Bills of attainder were sometimes criticized as a convenient way for the King to convict subjects of crimes and confiscate their property without the bother of a trial—and without the need for a conviction or indeed any evidence at all.
Source

As I understand it, the prohibition of ex post facto laws is to prevent the gummint from making an end run around the prohibition of attainder by declaring some act to be illegal and then prosecuting their target for committing that act before the law was passed. Sometimes it's helpful to remember that the Constitution was written by people who were seeking to avoid some of the nastier features of the European monarchies which were the norm at the time- notably the tendency to define "crime" as "pissing off the king".

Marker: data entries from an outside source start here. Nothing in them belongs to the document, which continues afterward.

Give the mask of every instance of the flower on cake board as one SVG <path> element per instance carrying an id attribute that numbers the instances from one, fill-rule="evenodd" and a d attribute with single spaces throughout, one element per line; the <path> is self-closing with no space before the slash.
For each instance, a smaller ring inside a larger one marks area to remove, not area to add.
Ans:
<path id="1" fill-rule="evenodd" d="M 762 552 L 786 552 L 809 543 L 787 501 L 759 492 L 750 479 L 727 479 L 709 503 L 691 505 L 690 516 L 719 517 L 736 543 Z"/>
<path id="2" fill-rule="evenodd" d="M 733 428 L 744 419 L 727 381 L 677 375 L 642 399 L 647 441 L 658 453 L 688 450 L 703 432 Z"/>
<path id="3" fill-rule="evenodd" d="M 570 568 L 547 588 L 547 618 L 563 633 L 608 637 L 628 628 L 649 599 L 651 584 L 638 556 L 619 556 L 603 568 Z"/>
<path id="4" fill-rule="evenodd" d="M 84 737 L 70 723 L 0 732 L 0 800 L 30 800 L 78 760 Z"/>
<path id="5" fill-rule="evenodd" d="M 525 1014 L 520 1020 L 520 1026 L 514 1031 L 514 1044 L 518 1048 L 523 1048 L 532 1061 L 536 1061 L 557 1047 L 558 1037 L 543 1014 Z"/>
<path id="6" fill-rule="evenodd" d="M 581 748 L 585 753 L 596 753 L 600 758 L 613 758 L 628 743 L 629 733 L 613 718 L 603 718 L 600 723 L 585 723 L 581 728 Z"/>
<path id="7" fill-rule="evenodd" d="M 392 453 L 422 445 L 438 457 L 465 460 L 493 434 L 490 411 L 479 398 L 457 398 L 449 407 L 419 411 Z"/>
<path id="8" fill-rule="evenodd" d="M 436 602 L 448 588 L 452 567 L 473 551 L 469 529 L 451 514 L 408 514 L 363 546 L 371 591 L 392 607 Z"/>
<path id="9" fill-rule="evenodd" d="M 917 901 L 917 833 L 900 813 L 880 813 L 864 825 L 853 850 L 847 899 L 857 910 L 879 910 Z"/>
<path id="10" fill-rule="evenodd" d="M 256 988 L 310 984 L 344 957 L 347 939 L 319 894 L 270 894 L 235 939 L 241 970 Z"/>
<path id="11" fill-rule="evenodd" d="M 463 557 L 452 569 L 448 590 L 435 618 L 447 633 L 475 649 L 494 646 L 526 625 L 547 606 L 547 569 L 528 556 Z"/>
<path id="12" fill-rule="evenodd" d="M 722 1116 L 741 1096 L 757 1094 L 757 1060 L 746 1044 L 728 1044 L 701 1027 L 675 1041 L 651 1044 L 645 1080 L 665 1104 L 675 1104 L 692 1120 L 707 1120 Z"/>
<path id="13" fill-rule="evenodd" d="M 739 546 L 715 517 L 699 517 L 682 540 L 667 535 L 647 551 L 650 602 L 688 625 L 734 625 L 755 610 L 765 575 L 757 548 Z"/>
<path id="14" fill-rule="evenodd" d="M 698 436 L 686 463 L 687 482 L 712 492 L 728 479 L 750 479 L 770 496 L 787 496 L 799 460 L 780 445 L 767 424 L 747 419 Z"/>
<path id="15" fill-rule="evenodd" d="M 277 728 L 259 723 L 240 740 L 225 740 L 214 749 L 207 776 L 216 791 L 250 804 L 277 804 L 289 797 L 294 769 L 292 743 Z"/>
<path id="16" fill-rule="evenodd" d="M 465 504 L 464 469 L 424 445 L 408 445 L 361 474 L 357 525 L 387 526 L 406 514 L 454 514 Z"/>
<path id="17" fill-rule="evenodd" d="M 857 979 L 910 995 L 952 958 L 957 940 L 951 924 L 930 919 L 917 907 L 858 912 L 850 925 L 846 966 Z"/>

in Yoink's hypothetical scenario nobody would be deprived of life, liberty or property nor of any benefit deriving from US citizenship; in fact, the set of people entitled to the benefits of citizenship would be enlarged. In this scenario I can't understand how a Constitutional provision designed to protect the people from being abused by authority would apply.
 
If true, this is a totally daft law. You can become a citizen of a country by accident of premature labour as your mother is passing through?
Potty.

I believe the issue is that the Consitution says that all persons born in the United States are citizens. Of course, in 1789, it didn't occur to anyone that you could just visit the country for a day, and have a baby while you were there, but it's right there in the Constitution. It would be difficult to change it, and there's no strong incentive to do so.

The biggest issue it causes has to do with children of illegal immigrants. If born here, they are citizens whether or not their parents are citizens.
 
I think that would fall foul of the US Constitution:

"In the United States, the federal government is prohibited from passing ex post facto laws by Article I, section 9 of the U.S. Constitution and the states are prohibited from the same by clause 1 of section 10."

http://en.wikipedia.org/wiki/Ex_post_facto_law#United_States

You can have laws whose effects are retroactive, as long as those laws don't criminalize behavior that has already happened. I was marginally surprised when, in 1993 Congress passed a tax increase that was retroactive to income earned before the tax increase was passed. I thought that might run afoul of the ex post facto clause, but it didn't. Apparently, that issue had been settled long ago, and quite decisively. Challenges on those grounds weren't taken seriously.
 
Why? What's potty about it?

The parents are not US citizens and are not in the process of applying.
They have no right of residence. In fact their visas almost certainly create an obligation to get the hell out sooner or later.

In fact the exsitence of such a law creates a huge loophole whereby a mother in late pregnancy could be encouraged to travel around the US, possibly illegally, in the hope she'll drop her sprog on US soil and earn these rights for the sprog.

Nah. Look after the mum and child until they are fit to travel, then help them on the way to their intended destination when it all happened. Easy.